III. VERGİ ZİYAI SUÇ VE CEZASININ DEĞERLENDİRİLMESİ A. Vergi Ziyaı Suçunun Değerlendirilmesi 1. Suçun Niteliği Açısından Vergi ziyaı suçları, çalışmanın başlangıcında yapılan mali suçlar-ceza hukuku anlamındaki suçlar ayrımına göre değerlendirildiğinde, verilen cezalar ve bu cezalara hükmeden merciiler bakımından, kural olarak mali suçlar kapsamına girmektedir. Çünkü vergi ziyaı suçlarına hem parasal cezalar uygulanmakta, hem de bu cezalara vergilendirme işlemini yürüten idare hükmetmektedir. Ancak vergi ziyaına özellikleri ayrıca belirtilmiş bir takım fiillerle sebep olunması halinde (mevsuf suç) verilen hürriyeti bağlayıcı ceza, vergi ziyaı suçunu bir bakıma ceza hukuku anlamındaki cezalara yaklaştırmaktadır. Tek fiil ile iki ayrı suça sebep olunması durumunda “bu suçlara ilişkin cezalardan en ağırının kesilmesi” kuralının aksine, nitelikli suçlar ile vergi ziyaına sebep olunması karşılığında hem parasal, hem de hürriyeti bağlayıcı ceza kesilmesi, bir suça iki ceza uygulanmaması açısından değerlendirildiğinde vergi ziyaı suçunun cezasının gerçek anlamda bir ceza değil, tazmin niteliğini öne çıkarmaktadır.

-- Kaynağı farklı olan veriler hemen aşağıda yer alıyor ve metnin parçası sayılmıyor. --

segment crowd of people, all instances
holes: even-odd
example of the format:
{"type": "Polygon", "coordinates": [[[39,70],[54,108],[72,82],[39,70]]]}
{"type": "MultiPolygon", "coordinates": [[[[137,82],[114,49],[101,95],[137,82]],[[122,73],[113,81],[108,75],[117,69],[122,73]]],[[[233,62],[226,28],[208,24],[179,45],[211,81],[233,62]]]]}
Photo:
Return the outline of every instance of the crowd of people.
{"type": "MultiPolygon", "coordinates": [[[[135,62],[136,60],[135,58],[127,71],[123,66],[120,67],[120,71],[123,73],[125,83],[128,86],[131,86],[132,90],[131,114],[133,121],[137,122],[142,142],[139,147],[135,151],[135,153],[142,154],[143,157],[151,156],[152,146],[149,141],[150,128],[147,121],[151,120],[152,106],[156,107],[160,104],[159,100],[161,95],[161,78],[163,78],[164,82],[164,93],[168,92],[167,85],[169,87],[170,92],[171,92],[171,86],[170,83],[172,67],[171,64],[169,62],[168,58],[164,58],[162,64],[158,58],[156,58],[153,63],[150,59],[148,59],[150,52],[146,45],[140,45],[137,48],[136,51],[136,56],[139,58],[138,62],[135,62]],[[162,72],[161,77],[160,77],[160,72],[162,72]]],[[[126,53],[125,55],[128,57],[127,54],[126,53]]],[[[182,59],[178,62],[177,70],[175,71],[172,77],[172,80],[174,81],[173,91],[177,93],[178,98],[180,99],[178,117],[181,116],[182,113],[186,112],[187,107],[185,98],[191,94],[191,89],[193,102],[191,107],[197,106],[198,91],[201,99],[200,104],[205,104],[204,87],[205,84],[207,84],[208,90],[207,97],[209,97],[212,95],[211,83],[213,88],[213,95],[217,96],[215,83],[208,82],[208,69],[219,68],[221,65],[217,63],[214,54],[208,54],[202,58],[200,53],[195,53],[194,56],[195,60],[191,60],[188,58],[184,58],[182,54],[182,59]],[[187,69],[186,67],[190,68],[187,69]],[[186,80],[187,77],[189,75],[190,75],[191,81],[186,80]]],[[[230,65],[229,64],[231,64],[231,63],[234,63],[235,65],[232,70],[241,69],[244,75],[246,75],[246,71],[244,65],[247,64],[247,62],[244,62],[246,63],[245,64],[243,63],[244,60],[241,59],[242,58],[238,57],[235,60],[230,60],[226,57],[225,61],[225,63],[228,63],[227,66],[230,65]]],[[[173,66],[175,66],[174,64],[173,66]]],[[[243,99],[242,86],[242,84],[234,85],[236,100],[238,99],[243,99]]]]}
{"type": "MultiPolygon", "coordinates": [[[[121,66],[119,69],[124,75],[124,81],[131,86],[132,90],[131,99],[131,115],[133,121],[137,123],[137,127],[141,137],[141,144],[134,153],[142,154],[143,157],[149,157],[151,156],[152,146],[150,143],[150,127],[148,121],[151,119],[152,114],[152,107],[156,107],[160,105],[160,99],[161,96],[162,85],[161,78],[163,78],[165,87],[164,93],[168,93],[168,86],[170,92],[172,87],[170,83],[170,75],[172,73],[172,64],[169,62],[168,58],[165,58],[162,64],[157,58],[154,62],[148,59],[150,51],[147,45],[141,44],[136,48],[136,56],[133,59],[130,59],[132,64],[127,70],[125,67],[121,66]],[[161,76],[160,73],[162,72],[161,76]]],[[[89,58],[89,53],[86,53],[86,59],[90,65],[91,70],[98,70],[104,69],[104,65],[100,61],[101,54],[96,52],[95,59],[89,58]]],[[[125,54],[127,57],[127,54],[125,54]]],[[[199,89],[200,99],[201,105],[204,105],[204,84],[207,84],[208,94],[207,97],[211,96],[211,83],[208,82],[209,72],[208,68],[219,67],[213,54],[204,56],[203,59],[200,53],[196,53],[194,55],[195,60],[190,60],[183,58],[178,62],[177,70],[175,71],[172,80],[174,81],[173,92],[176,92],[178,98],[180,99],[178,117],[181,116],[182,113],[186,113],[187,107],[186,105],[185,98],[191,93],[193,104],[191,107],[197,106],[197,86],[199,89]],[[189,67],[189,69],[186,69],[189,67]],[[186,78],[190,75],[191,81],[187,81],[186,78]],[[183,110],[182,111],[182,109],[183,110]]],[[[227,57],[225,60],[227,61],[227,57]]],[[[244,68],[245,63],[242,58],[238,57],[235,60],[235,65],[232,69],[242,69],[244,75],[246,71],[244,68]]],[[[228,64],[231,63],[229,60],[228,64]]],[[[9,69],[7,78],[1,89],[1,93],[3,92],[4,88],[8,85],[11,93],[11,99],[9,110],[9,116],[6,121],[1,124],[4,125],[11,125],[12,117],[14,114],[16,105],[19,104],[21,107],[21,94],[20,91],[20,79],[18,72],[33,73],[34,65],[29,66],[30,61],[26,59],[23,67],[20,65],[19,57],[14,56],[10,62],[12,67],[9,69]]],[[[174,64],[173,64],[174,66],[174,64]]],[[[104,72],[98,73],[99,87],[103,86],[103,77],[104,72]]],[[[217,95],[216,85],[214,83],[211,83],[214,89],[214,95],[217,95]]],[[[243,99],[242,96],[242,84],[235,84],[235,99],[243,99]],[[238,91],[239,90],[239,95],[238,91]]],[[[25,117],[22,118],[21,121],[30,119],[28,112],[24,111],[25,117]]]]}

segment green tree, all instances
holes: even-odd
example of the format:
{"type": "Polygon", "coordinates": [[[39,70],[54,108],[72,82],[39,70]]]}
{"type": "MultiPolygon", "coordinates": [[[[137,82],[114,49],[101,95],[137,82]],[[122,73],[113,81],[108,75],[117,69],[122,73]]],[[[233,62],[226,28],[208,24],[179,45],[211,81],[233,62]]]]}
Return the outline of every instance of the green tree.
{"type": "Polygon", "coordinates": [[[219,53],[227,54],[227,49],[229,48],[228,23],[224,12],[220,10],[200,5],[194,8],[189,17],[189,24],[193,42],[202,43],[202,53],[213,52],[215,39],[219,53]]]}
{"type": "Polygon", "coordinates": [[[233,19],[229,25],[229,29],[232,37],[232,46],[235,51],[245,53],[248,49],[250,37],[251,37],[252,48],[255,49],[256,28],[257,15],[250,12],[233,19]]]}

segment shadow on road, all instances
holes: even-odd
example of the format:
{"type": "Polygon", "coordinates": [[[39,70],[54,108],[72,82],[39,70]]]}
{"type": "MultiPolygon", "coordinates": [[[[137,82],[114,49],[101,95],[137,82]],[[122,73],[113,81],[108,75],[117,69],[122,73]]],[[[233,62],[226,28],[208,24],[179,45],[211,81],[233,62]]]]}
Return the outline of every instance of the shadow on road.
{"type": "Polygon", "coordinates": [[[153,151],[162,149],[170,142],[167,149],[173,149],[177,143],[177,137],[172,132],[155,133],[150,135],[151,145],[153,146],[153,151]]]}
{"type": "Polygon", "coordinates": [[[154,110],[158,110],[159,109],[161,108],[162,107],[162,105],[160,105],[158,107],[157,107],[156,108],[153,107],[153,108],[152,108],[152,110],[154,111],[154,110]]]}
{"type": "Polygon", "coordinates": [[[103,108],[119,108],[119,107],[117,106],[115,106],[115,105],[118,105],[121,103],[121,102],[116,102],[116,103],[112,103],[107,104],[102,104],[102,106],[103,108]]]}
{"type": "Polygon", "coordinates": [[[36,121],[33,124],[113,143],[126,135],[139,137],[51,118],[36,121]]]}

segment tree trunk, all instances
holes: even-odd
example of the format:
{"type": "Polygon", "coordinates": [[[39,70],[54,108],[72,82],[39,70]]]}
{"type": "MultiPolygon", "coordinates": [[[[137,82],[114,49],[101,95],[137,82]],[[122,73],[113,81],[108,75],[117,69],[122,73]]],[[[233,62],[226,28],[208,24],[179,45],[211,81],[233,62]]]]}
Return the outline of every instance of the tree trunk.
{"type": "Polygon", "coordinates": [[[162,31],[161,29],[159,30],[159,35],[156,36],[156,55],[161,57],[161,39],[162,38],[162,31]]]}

2. Suçun Unsurları Açısından Bir suçtan bahsederken, kanunda, o suçun oluşması için saydığı şartların varlığı söz konusu edilir. Buna göre vergi ziyaı suçunun oluşması için, kanunda, genel anlamda, suçun unsurlarının tamamını sayılıp sayılmadığına bakmak gerekecektir. Bunlar fail, mağdur, davranış, sonuç, nedensellik bağı, hukuka aykırılık nedenleridir[25]. Vergi Usul Kanununda, vergi suçunun oluşabilmesi için, öncelikle suçun isnat edilebileceği kişiler belirlenmiştir. Mükellef ve vergi sorumluları, vergi ziyaı suçunun faillerini oluşturmaktadırlar. Vergi borcunun alacaklısı olan devlet ise doğal olarak bu suçun mağduru durumundadır. Suçun maddi unsurunu ise mükellefin vergilendirme ile ilgili ödevlerini zamanında yerine getirmemesi veya eksik yerine getirmesi ile şahsi, medeni veya aile durumları hakkında gerçeğe aykırı beyanlar şeklindeki davranışlar oluşturmaktadır. Ancak kanun koyucu, vergi ziyaı suçunun oluşmasını bahsedilen fiillerle vergi kaybının ortaya çıkmasına bağlamıştır. Bu ödevlerin hukuka aykırı olmamak şartıyla (mücbir sebepler dışında) yerine getirilememesi dolayısıyla vergi tahakkukunun gerçekleştirilememesi halinde vergi ziyaı suçundan bahsetmek mümkün olacaktır. Suçun yukarıda sayılan unsurlarının tamamının vergi ziyaını düzenleyen madde ile belirlenmesi, vergi ziyaı suçunun tespitini objektif kriterlere bağlamaktadır. Vergi ziyaı suçunun mali anlamda bir suç olması, suçun manevi unsurlarını oluşturan kasıt ve taksirin aranmasını gereksiz kılmaktadır. Bu nedenle vergi ziyaı suçunun oluşması için mükellefin veya sorumlunun bilerek veya bilmeyerek vergi ziyaına sebebiyet vermelerinin bir önemi yoktur.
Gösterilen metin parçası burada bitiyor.